In Exp. 4, the heat stress bioassay with a higher nighttime temperature and lower daytime temperature (32/33°C) was also performed. Similar to previous results, Ub1 (13.58%), Ub2 (12.06%), and Dy10 (29.51%) showed considerable increase in TKW than non-transgenic controls under high temperature (Table 4). There was high variability in kernel weight within the events; as a result, even though there was a remarkable increment in Ub1 and Ub2, they were not significantly different. None of the transgenic events showed significant variation for seed number per head in any temperature condition, indicating seed set was not affected. This result indicates such differences are probably due to starch deposition rather than compensation for reduced seed set.
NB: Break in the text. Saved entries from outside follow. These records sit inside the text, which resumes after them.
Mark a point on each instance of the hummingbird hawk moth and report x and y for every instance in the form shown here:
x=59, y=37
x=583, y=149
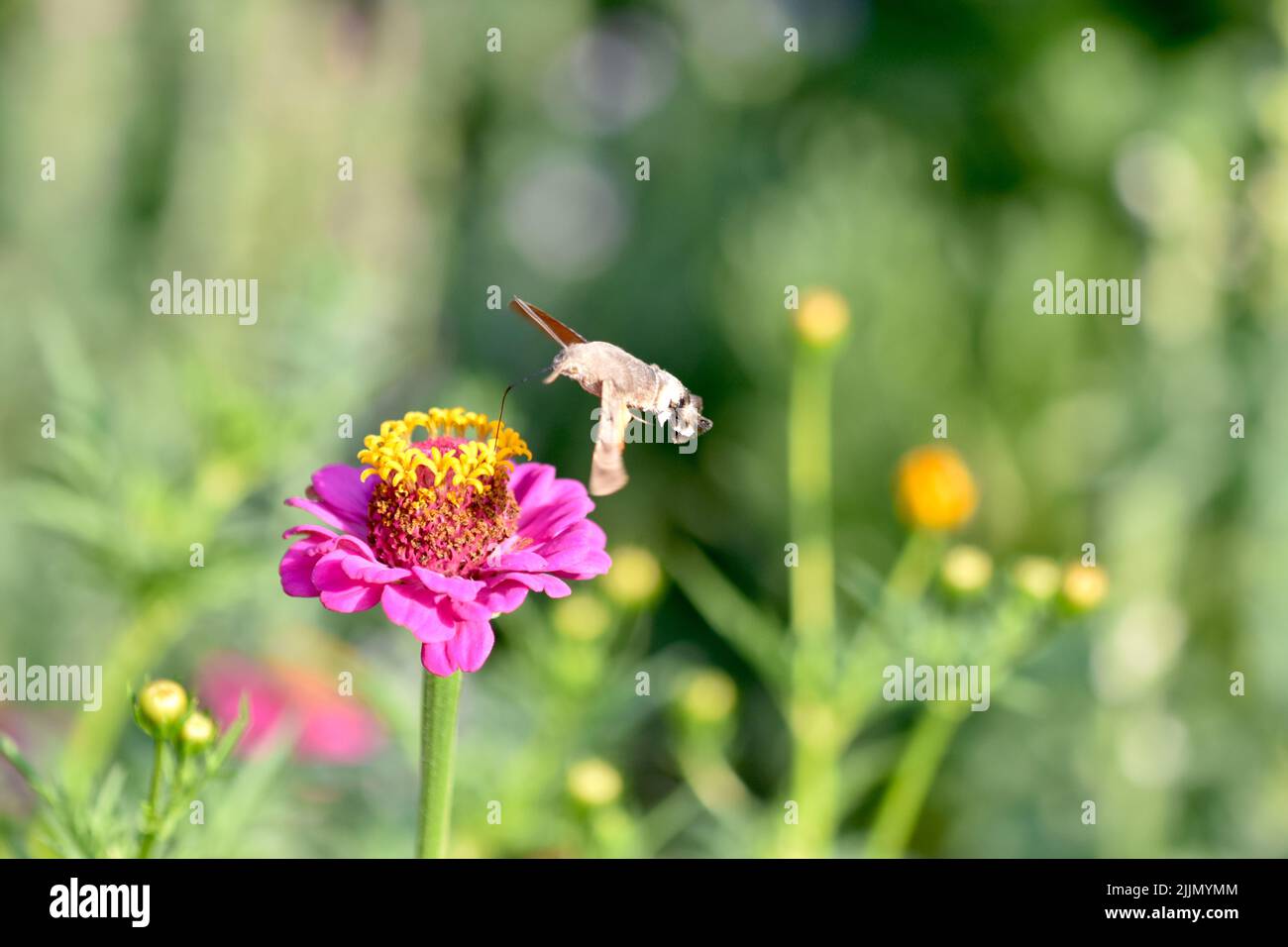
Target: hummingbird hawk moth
x=621, y=381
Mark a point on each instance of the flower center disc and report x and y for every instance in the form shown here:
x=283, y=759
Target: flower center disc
x=449, y=530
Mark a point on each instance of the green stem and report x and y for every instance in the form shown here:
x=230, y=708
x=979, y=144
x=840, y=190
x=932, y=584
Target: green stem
x=812, y=715
x=901, y=804
x=151, y=817
x=912, y=571
x=437, y=751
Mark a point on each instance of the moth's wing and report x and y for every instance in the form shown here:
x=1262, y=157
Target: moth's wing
x=606, y=467
x=546, y=322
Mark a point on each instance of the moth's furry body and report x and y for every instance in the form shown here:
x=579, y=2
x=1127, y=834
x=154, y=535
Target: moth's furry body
x=621, y=381
x=645, y=386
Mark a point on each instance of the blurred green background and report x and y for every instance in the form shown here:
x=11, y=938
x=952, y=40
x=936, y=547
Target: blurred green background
x=812, y=169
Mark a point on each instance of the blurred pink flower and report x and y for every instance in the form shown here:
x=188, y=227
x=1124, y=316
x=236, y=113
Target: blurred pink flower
x=333, y=728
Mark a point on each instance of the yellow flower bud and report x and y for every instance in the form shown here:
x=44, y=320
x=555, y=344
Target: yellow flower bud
x=162, y=705
x=934, y=488
x=708, y=697
x=966, y=570
x=1037, y=578
x=581, y=617
x=197, y=732
x=1083, y=587
x=635, y=577
x=593, y=783
x=822, y=317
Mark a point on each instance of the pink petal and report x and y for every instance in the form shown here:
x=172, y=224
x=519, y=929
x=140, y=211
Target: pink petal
x=433, y=656
x=563, y=504
x=340, y=487
x=456, y=586
x=529, y=483
x=425, y=613
x=472, y=644
x=503, y=596
x=339, y=590
x=297, y=562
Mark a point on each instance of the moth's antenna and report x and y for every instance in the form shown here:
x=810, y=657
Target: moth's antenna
x=506, y=394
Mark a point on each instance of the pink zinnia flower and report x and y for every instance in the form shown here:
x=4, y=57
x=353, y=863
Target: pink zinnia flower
x=333, y=728
x=443, y=534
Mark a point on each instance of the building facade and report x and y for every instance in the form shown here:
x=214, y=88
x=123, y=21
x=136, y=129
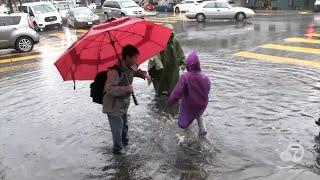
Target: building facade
x=279, y=4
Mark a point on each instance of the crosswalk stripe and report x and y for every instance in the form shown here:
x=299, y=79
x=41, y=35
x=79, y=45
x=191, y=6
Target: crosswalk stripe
x=278, y=59
x=24, y=58
x=312, y=35
x=292, y=48
x=303, y=40
x=17, y=67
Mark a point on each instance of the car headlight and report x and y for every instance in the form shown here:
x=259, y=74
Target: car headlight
x=37, y=18
x=79, y=19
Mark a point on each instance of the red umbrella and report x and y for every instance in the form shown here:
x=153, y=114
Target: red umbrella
x=100, y=47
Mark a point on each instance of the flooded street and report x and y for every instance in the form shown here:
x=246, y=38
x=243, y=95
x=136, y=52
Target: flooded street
x=265, y=98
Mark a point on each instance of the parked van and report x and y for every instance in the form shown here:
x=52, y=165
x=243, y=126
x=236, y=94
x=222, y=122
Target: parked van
x=43, y=14
x=120, y=8
x=17, y=32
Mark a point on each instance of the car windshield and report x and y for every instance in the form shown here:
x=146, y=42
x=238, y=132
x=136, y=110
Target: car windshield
x=43, y=8
x=128, y=4
x=63, y=7
x=82, y=11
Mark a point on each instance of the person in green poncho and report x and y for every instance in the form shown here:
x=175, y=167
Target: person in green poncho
x=164, y=67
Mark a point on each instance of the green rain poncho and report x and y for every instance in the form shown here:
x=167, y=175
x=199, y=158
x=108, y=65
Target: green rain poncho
x=164, y=67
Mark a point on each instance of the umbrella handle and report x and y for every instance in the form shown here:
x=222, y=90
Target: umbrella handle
x=134, y=99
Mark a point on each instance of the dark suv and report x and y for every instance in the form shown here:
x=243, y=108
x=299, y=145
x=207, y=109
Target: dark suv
x=16, y=31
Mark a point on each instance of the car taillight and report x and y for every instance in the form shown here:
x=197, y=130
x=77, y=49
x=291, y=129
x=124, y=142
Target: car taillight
x=31, y=25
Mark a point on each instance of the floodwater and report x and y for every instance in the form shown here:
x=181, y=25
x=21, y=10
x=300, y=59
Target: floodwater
x=257, y=110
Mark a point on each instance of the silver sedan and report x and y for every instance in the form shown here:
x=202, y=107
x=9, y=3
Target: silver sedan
x=218, y=10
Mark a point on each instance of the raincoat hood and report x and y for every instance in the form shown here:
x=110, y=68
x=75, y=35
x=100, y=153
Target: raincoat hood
x=193, y=63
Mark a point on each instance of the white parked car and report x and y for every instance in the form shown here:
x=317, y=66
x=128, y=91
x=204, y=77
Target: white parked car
x=63, y=8
x=4, y=9
x=317, y=6
x=185, y=5
x=120, y=8
x=44, y=14
x=218, y=10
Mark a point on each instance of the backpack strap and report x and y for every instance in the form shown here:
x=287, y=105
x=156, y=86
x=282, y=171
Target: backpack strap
x=118, y=69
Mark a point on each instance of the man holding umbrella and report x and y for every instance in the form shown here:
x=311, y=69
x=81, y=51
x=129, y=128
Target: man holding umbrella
x=105, y=46
x=118, y=89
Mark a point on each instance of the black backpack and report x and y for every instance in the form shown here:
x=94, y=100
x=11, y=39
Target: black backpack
x=97, y=87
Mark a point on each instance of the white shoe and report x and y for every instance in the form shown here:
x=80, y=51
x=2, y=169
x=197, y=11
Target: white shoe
x=202, y=128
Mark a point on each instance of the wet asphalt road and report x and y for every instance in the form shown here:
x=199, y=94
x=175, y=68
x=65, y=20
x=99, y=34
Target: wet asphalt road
x=265, y=97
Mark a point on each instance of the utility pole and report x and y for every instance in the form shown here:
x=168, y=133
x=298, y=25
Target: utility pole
x=9, y=4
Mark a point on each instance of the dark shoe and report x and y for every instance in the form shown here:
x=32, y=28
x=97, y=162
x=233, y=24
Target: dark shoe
x=117, y=152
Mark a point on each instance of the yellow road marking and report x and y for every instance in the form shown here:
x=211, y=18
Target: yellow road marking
x=292, y=48
x=27, y=58
x=82, y=30
x=173, y=18
x=303, y=40
x=6, y=55
x=299, y=62
x=24, y=58
x=313, y=35
x=17, y=67
x=161, y=21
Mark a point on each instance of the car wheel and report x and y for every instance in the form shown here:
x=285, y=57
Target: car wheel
x=200, y=17
x=177, y=10
x=106, y=15
x=24, y=44
x=36, y=27
x=59, y=27
x=240, y=17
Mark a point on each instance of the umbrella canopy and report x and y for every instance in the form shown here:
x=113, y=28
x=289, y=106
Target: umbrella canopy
x=100, y=47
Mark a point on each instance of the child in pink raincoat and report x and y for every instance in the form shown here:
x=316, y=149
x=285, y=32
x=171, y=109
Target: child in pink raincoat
x=193, y=89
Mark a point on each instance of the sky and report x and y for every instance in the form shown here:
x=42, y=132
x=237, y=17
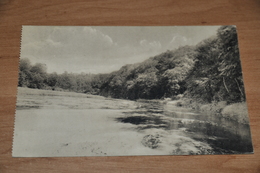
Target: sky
x=103, y=49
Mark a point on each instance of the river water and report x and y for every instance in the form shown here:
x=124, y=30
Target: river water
x=51, y=123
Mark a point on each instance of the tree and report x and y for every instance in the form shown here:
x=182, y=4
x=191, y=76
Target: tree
x=24, y=72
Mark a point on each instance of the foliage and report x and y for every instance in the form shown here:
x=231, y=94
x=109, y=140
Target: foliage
x=207, y=73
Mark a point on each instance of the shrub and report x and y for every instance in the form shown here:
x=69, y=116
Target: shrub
x=237, y=112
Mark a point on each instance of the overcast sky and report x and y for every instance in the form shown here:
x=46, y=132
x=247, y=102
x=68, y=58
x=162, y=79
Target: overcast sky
x=100, y=49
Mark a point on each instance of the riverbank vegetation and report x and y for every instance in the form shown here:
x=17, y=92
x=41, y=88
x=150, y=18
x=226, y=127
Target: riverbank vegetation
x=205, y=77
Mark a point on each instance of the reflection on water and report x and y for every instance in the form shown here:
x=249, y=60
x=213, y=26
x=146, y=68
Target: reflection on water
x=223, y=135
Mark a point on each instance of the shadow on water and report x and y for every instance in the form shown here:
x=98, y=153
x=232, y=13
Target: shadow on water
x=225, y=136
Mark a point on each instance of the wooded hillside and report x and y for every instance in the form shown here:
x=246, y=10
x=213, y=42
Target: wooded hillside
x=207, y=72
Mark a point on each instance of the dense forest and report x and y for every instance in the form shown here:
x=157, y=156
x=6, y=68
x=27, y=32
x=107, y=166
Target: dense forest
x=207, y=72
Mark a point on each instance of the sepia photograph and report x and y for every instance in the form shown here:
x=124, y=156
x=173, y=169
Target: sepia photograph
x=130, y=91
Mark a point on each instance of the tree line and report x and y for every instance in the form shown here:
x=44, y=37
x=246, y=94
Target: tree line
x=209, y=71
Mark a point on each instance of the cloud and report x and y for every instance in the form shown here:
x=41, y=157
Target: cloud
x=154, y=45
x=68, y=48
x=178, y=41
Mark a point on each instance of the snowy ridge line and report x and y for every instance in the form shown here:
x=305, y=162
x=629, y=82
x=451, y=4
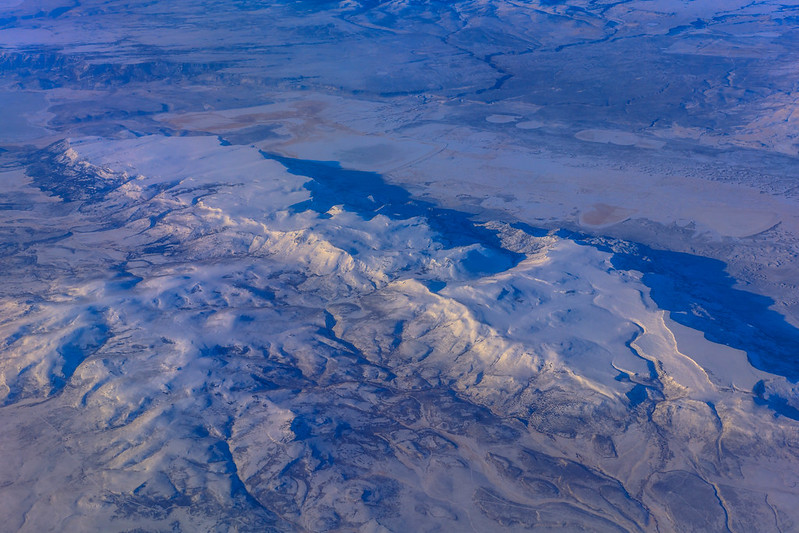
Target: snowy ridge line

Taken together, three transgenic lines produced significantly heavier seeds compared to non-transgenic lines under heat stress in three independent experiments. This data suggests that starch synthase activity was maintained under high temperature and likely allowed continuous starch accumulation. The increased grain fill duration observed at optimum temperature may be due to reduction of feedback inhibition of photosynthesis by reducing the accumulation of sugars. Under optimum temperature, some transgenic events produced slightly heavier seeds (but not significantly) compared to controls. This observation may be due to the additive effects with the rice SSI transgene, or, more likely, may indicate other wheat starch synthase genes are affected by temperature fluctuations within the growth chambers. Nonetheless, these experiments demonstrate SSI is likely the most important enzyme for sustaining starch synthesis under heat stress. There was no significant variation among transgenic and non-transgenic events in optimum temperature conditions. It was clear that the TKW differences between the transgenic and non-transgenic lines increased (Fig. 8) as the temperatures were increased. These results support the hypothesis that wheat SSI enzyme is less stable than rice SSI at high temperature, and the additional stable rice SSI expressed in wheat is able to reduce the affect in grain yield by heat stress. It also supports previous research regarding the importance of SSI activity related to grain filling (Prakash et al. 2009). No significant variation in chlorophyll content was observed between transgenic and non-transgenic events, indicating that differences in starch deposition were not due to the differences in photosynthetic capacity. This result is in line with a previous report that reduced grain filling at high temperature was not likely due to the supply of the assimilate from photosynthesis (Sofield et al. 1977).

Figure 8.
figure 8

Percent change in thousand kernel weight (TKW) compared to control for three independent experiments using Triticum aestivum L. cv. ‘Bobwhite’. The Ub2 was absent for the 31/24°C treatment. *, **, and *** denote P < 0.05, 0.01 and 0.001 respectively found in the comparison.

Conclusion

With global warming, abiotic stresses, especially heat and drought, could be a critical limiting factor for crop production. These results indicate that introduction of thermostable SSS in wheat could be a useful strategy for improving heat tolerance. This approach might be beneficial for other cool season species that are grown under conditions where heat stress may limit production. In addition, it is useful to explore the heat stability of SSS from other species typically grown under high-temperature conditions to identify the most heat-stable sources of the enzyme. It is also very useful to explore genetic variability within the wheat gene pool for the ability to maintain greenness under heat stress (Ristic et al. 2008). Research on heat tolerance in wheat has also focused on the ability to retain green leaf area under stress. This ability to retain photosynthetic capacity under stress is important. It may be necessary to identify and utilize heat-stable starch synthase enzymes to be able to fully take advantage of genetic mechanism that retain green leaf area and preserve photosynthetic function. The observation of increased grain fill of transgenic plants under the highest stress levels further indicates the connection between these traits needs to be explored more fully. New biotechnology, coupled with knowledge on starch metabolism, will help provide new strategies for improving the heat stress tolerance in wheat grains.